CATANZARO, 7 Maggio – Un’altra tragedia familiare segna la cronaca di questi giorni. Siamo a Catanzaro, e ieri in tarda serata uno studente Marco Umberto Caporale, di 21 anni, aggredisce e uccide la madre, Maria Concetta Sacco di 53 anni, colpendola più volte con arnesi da cucina, per la donna nessuna possibilità di sopravvivere, la sua morte è stata istantanea.

Il padre dell’omicida, Franco Caporale di 63 anni, era uscito appena da casa, mentre la sorella, Emanuela di 27 anni,era in camera, quando il ragazzo ha impugnato un forchettone ed un grosso coltello da cucina, con i quali ha colpita ripetutamente la madre alla gola, al torace ed in altre parti del corpo.
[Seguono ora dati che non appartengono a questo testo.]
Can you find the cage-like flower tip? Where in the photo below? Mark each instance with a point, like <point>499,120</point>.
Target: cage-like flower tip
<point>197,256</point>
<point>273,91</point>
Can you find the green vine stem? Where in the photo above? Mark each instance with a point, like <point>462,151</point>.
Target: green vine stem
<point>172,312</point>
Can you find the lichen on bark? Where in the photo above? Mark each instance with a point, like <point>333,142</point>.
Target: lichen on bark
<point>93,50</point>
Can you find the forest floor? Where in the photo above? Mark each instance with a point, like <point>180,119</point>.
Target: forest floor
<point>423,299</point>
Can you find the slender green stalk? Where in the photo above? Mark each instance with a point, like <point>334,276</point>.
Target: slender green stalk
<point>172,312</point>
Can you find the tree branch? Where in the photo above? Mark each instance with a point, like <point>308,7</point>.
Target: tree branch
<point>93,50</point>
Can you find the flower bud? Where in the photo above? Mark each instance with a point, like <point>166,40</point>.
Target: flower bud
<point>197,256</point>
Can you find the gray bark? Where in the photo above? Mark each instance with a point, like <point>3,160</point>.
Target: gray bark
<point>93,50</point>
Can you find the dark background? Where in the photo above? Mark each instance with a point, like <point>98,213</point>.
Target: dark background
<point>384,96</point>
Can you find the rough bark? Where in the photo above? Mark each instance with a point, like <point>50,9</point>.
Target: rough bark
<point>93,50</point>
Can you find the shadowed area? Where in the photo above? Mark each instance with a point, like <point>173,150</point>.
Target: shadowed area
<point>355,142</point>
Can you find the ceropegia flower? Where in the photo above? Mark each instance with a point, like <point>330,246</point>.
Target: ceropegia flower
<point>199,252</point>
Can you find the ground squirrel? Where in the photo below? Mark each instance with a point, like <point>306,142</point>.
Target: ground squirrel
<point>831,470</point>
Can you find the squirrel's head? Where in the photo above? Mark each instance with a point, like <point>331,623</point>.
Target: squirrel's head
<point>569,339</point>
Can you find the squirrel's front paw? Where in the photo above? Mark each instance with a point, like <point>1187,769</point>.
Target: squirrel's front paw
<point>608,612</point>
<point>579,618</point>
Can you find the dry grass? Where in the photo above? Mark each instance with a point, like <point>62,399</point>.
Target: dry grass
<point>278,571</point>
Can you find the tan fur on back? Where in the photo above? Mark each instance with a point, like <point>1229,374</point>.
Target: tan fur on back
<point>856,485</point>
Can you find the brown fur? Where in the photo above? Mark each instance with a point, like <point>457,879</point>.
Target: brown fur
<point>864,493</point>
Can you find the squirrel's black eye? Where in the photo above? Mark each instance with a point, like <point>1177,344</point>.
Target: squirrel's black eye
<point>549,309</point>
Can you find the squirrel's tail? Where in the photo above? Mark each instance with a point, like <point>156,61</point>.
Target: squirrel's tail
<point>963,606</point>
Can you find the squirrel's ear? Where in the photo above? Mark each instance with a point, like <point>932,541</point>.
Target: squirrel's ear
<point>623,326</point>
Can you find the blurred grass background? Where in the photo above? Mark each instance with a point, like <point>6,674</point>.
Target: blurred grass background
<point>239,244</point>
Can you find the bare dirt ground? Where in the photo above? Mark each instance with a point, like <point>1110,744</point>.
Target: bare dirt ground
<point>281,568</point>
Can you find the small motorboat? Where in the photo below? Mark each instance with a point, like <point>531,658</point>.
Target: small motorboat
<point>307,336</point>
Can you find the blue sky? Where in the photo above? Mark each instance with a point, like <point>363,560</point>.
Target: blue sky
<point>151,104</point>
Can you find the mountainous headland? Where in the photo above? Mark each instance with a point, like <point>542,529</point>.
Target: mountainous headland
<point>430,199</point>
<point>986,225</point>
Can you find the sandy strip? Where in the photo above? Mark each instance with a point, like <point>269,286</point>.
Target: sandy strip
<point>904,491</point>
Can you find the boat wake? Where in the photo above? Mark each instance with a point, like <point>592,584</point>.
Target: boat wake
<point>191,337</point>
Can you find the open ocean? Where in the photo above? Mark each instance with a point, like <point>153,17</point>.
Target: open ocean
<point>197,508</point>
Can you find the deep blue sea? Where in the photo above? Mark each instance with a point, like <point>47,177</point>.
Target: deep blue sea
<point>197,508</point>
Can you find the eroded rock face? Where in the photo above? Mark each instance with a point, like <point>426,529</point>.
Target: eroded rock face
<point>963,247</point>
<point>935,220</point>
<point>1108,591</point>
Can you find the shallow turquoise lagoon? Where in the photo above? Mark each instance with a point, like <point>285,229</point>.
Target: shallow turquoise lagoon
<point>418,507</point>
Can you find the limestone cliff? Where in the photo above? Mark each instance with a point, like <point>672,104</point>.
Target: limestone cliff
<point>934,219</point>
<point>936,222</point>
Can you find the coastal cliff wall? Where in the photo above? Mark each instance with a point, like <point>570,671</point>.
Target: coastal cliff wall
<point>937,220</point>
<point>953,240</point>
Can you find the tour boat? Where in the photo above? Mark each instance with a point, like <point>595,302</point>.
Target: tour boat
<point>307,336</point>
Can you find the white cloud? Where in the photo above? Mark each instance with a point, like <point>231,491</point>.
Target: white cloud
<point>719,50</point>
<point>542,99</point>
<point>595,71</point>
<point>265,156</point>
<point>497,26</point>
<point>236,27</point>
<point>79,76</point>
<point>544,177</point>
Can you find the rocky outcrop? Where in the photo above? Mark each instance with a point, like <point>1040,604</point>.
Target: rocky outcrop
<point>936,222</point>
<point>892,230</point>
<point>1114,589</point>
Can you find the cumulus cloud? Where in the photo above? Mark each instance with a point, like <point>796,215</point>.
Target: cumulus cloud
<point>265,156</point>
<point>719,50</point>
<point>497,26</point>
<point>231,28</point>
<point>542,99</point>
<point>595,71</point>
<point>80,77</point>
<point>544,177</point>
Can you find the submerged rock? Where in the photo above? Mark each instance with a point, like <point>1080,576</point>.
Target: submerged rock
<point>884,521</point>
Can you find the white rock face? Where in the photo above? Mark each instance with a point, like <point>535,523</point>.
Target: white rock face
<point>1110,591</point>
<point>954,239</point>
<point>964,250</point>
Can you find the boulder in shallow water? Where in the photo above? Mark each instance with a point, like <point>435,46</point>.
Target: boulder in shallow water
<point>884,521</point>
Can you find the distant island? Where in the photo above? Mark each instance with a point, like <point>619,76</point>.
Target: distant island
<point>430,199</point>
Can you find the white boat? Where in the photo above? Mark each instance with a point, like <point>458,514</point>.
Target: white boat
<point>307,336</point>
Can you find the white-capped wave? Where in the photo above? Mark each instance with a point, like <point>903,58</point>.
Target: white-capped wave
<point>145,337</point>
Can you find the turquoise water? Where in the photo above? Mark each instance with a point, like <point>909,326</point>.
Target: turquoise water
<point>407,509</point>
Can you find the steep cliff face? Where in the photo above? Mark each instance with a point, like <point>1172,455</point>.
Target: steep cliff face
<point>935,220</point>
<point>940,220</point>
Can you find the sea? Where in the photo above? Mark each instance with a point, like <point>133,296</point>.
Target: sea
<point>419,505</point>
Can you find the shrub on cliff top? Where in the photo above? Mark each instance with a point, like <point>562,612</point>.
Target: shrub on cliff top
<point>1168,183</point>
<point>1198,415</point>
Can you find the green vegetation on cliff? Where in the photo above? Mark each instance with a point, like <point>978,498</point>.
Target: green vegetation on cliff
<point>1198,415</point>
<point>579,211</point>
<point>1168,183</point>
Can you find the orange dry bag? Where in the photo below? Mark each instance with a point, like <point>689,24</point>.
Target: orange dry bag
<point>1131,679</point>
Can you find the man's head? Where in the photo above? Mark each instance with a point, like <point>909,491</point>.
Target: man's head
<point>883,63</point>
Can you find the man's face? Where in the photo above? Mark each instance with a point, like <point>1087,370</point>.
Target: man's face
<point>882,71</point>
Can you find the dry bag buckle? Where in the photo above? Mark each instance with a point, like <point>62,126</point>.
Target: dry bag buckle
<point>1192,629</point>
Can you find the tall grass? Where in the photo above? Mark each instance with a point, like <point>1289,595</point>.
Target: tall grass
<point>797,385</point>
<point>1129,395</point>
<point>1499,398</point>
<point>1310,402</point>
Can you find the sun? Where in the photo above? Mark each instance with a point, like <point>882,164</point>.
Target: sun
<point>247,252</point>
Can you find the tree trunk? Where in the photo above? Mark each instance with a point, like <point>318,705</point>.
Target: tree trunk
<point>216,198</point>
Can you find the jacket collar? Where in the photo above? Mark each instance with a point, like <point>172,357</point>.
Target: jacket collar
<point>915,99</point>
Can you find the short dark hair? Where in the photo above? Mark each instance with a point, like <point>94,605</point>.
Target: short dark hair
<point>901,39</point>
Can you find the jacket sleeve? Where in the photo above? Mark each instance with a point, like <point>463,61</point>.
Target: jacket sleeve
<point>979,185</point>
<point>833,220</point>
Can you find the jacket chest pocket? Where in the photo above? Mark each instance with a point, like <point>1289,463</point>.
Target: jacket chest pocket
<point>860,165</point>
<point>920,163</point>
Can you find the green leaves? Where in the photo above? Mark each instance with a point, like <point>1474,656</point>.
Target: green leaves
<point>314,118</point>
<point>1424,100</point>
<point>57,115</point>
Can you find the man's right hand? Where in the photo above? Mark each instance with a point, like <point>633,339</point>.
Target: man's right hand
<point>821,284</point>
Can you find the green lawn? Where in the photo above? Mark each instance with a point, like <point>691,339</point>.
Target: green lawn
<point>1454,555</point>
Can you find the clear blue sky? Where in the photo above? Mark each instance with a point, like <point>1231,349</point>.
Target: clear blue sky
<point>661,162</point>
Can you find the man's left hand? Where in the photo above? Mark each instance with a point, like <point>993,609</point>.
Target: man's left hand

Sembra dalla ricostruzione dei fatti che il ragazzo soffrisse di depressione, si pensa ad un raptus omicida.

Nella tarda serata è arrivata una chiamata ai Carabinieri che li avvisava di una forte lite familiare, ma arrivati sul posto i Carabinieri hanno trovato la scena di un omicidio. La porta era aperta e la vittima giaceva per terra, attorniata dal marito e la figlia sotto shock.

Il giovane era chiuso nella sua stanza, in stato confusionale e con le mani ancora sporche di sangue, incredulo anch’egli del suo folle gesto, è stato trasportato in carcere del capoluogo Calabrese.